Çevresini saran ve giderek yükselen bir Kürt hareketiyle karşılaşacak, yüzyıl
öncesini yeniden yaşayacaktır.
Rusya Devreye
Giriyor
Karmaşanın olanca hızıyla sürdüğü Ortadoğu’da, yeni ve güçlü bir ülke daha “sahaya indi”. Rusya, “İşid terörünü bitirmek ve Suriye yönetimine
destek vermek için”, bölgeye asker gönderdi. ABD’den sonra ve ona rakip
olarak, Ortadoğu’da çarpışan ikinci büyük güç oldu. Söylem düzeyindeki savaşım,
birdenbire ileri teknoloji silahlarının kullanıldığı çatışmaya dönüştü.
Bölgenin yeni oyuncusu Rusya, bombalama girişiminde ilginç bir yönteme başvurdu
ve hiç gereği yokken, Suriye’yi Hazar Denizi’nden fırlattığı füzelerle vurdu.

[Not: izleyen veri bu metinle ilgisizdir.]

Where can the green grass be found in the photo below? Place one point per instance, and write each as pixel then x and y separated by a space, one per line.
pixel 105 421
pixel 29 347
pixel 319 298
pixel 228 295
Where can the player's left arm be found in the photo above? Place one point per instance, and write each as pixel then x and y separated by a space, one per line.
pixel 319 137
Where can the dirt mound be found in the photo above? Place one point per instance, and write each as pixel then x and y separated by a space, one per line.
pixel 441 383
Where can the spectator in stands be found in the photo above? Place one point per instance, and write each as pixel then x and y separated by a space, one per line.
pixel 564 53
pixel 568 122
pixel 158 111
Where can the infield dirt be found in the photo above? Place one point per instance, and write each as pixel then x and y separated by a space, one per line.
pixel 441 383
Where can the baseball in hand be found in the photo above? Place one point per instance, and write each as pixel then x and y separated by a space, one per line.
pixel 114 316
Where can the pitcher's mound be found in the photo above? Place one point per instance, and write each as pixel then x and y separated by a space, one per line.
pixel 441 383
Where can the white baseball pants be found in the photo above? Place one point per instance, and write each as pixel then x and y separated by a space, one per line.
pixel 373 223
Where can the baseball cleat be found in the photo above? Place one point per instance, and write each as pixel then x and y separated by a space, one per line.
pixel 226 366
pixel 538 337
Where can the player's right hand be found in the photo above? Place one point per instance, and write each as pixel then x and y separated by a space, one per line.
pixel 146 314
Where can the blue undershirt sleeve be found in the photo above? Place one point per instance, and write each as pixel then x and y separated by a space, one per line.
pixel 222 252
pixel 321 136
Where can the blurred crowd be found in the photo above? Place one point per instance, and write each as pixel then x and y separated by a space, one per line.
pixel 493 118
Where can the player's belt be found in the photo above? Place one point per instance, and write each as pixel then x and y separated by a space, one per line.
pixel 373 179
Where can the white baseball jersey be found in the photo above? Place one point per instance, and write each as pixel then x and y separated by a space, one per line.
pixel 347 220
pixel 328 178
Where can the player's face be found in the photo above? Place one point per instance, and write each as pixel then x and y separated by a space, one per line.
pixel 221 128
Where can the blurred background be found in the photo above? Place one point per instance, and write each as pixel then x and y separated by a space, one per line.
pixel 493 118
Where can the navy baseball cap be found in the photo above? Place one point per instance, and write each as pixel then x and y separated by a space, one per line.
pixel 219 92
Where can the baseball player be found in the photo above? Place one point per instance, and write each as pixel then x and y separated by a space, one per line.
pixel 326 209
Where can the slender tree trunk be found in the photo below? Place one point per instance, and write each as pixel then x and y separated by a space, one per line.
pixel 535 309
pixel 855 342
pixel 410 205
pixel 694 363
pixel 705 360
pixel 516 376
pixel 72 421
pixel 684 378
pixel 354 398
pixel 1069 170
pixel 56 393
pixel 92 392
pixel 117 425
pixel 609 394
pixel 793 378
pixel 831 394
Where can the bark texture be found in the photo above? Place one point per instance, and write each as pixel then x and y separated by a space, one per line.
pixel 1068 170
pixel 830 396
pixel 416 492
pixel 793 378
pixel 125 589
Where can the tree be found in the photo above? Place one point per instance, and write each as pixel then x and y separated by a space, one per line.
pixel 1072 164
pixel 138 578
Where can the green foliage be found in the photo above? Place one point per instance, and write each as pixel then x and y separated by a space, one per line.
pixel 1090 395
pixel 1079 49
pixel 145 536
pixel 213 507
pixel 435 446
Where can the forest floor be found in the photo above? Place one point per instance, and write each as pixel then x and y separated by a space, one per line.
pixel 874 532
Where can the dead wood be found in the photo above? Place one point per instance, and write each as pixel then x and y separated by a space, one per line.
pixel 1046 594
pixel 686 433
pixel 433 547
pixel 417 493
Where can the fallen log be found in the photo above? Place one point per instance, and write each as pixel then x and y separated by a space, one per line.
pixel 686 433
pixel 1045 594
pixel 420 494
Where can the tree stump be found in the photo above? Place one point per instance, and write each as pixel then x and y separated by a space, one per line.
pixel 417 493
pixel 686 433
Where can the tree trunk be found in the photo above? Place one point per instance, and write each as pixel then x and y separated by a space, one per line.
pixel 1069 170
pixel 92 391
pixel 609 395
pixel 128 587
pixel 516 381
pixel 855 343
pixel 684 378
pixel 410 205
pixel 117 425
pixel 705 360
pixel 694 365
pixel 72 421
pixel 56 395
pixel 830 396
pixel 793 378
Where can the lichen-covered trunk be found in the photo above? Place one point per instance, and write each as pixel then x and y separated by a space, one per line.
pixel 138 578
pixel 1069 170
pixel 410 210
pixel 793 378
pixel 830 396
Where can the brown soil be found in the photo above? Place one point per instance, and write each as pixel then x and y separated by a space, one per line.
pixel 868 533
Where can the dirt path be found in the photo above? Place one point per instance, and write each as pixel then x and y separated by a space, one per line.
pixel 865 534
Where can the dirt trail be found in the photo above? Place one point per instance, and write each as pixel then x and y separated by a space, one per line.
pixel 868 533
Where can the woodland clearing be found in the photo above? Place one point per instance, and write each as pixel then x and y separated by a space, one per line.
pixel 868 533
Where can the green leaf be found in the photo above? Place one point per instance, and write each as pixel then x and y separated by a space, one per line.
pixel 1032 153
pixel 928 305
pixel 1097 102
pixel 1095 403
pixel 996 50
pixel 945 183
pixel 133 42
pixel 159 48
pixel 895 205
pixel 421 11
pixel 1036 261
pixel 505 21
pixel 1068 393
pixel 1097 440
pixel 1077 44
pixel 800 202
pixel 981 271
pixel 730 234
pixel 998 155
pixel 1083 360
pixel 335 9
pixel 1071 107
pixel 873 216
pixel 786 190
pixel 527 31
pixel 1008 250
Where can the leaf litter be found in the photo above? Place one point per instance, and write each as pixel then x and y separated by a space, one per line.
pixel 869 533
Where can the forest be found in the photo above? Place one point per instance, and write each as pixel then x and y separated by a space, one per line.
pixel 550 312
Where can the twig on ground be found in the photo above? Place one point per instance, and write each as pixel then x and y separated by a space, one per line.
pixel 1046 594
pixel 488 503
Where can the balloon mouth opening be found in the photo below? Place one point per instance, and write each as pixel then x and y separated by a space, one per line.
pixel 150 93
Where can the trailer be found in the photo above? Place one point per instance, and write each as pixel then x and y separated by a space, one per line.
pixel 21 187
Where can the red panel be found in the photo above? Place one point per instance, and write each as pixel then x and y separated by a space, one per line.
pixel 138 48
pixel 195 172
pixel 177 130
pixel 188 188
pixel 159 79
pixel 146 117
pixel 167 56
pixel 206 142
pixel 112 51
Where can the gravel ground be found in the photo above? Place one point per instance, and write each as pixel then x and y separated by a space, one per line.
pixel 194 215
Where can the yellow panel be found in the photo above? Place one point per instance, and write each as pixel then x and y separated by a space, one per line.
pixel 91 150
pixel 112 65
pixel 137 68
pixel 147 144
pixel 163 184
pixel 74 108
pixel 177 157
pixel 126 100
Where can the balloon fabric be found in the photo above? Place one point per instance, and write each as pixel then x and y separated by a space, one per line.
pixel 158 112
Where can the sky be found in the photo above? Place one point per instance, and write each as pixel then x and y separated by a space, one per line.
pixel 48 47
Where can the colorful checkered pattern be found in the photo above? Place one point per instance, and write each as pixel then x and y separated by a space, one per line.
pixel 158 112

Şimdi, ABD ve Rusya ayrımlı amaçlarla Suriye’yi birlikte
bombalıyor. Kimin, neyi, nasıl yaptığı birbirine karışmış durumda. Rusya,
üslerini kurdu, ABD öncü birlik gönderiyor. Suriye’de benzeri olmayan ilginç
bir çatışma yaşanıyor. İki süper güç, küçük bir ülkede örtülü bir savaş
içindeler.
Bloklaşma
Ortadoğu’da, birbirinin karşıtı iki askeri blok ortaya çıktı. Rusya, İran
ve Lübnan; Şam yönetimini destekliyor ve bu ülkeler, anlaşması yapılmamış bir
blok oluşturmuş durumda. Bunlara karşı, ABD’nin başını çektiği; Suudi
Arabistan, Katar, İsrail ve Kürtlerden oluşan başka bir birliktelik var. Avrupa
Birliği bunları destekliyor. Türkiye, ulusal güvenliği için çekince
oluşturmasına karşın bu blokta yer alıyor. Kendi geleceğine karar veremez
durumda.
ABD, Türkiye’nin başat sorunu durumuna getirdiği Kürt
kalkışmasını destekliyor ve Kürtleri Ortadoğu’da asker olarak kullanıyor.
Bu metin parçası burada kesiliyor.